Neo4j With Scala: Migrating Data
PostgreSQL? Sure. Cassandra? No problem. Oracle? You're covered. Learn how you can migrate your data from a variety of databases to Neo4j.
Join the DZone community and get the full member experience.
Join For FreeHello, folks!
Let's continue our journey to Neo4j with Scala. Earlier, we discussed the use of Neo4j with Scala and Neo4j APOC with Scala. In this blog, we are going to discuss how we can migrate data from another database, such as MySQL, PostgreSQL, Oracle, and Cassandra.
But before starting the journey, to those who caught the train late, this is what happened up until now:
- Getting Started Neo4j with Scala: An Introduction.
- Neo4j with Scala: Defining User Defined Procedures and APOC.
So now we have some basic understanding of Neo4j and APOC with Scala. Now, let's get started.
We use many databases for storing the data. But when we have lots of data and tables, after time, it becomes tough to make queries and execute them on the database. We have to be extra cautious when performing these tasks, and it gets boring to see same screen again and again.
We can use Neo4j for this and keep it simple and fresh in the process. Before starting the discussion, we have to keep the Neo4j APOC Kit (download and install) in the $Neo4j_Home/plugins folder. Now, let's get to it.
PostgreSQL
When we use PostgreSQL, we have to download the JDBC .jar file (download), keep it in the $Neo4j_Home/plugins folder, and restart Neo4j. After restarting the Neo4j server, we are ready to migrate the data.
- Now we load the driver with the APOC.
CALL apoc.load.driver('org.postgresql.Driver');
- Now we create the call for fetching the data from the PostgreSQL, where we have a table named employee_details to Neo4j.
with 'jdbc:postgresql://localhost:5432/testdb?user=postgres&password=postgres' as url
CALL apoc.load.jdbc(url,'employee_details') YIELD row
RETURN count(*);
- If we don’t want to use these steps, than we can provide URL in $Neo4j_Home/conf/neo4j.conf and restart the server:
apoc.jdbc.postgresql_url.url=jdbc:postgresql://localhost:5432/testdb?user=postgres&password=postgres
We can now directly fetch data. We don’t need to load the driver, either.
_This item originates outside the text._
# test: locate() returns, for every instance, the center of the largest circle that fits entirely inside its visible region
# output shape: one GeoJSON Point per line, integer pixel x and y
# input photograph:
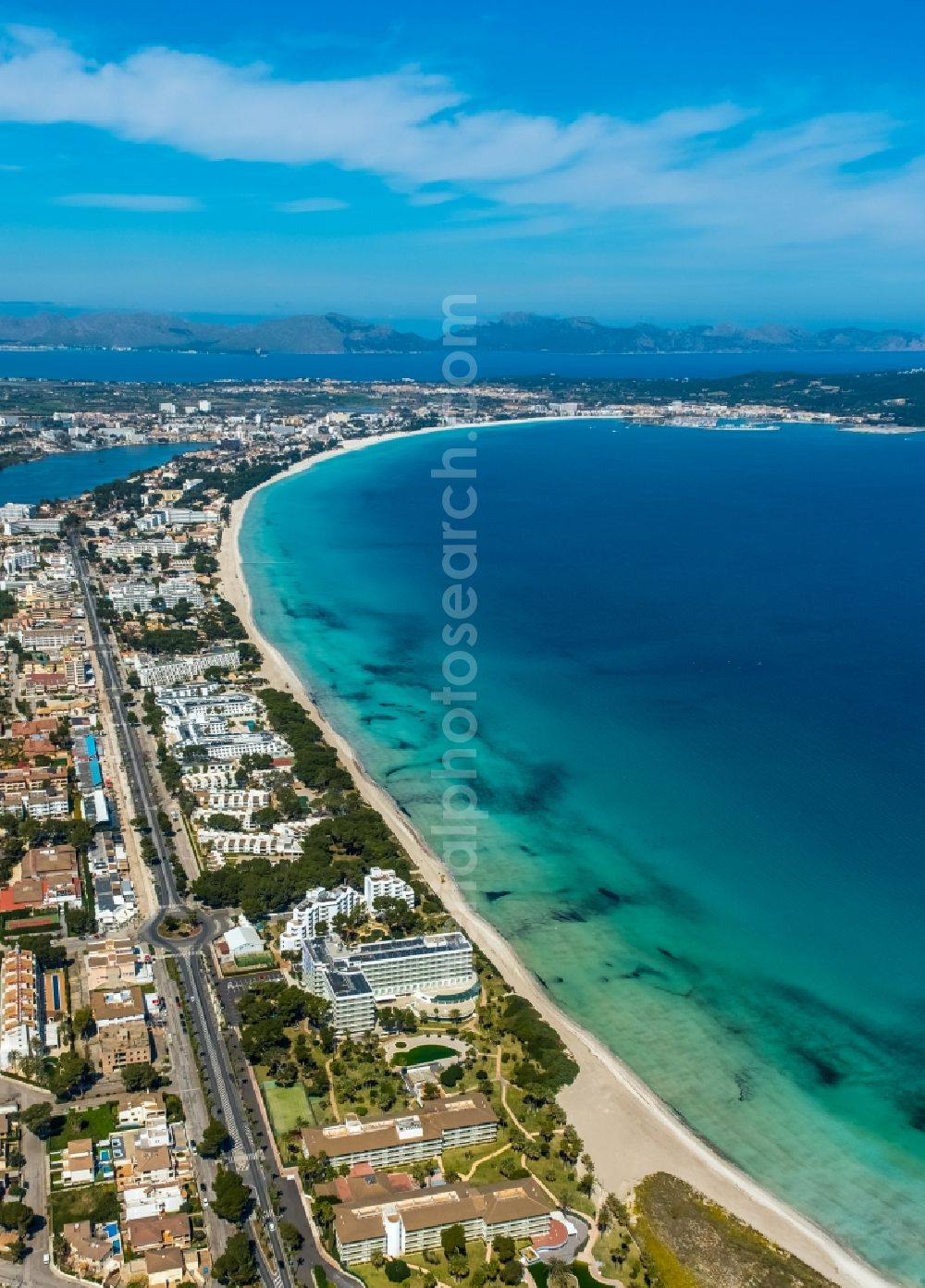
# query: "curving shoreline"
{"type": "Point", "coordinates": [629, 1130]}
CALL apoc.load.jdbc('postgresql_url','employee_details') YIELD row
RETURN count(*);
- Create nodes and relations in the data.
/**
* Here we define the schema and key. In first column, we define those column_name
* that can be null and in the second we those column name which we want unique.
*/
CALL apoc.schema.assert( {Detail:['name','age','address','salary']},
{Detail:['id']});
/**
* Here we load data in the neo4j and create node with the help of schema which we define
* earlier.
*/
CALL apoc.load.jdbc('jdbc:postgresql://localhost:5432/testdb?user=postgres&password=postgres','employee_details') yield row
CREATE (t:Detail {id:toString(row.id), name:row.name,
age:toString(row.age), address:row.address, salary:toString(row.salary)})
return t;
MySQL
If we want to migrate data from MySQL, we have to download the JDBC .jar file (download), keep it in $Neo4j_Home/plugins, and update $Neo4j_Home/conf/neo4j.conf:
apoc.jdbc.mysql_url.url=jdbc:mysql://localhost:3306/test?user=user&password=pass
Restart the Neo4j server and we are set to migrate the data.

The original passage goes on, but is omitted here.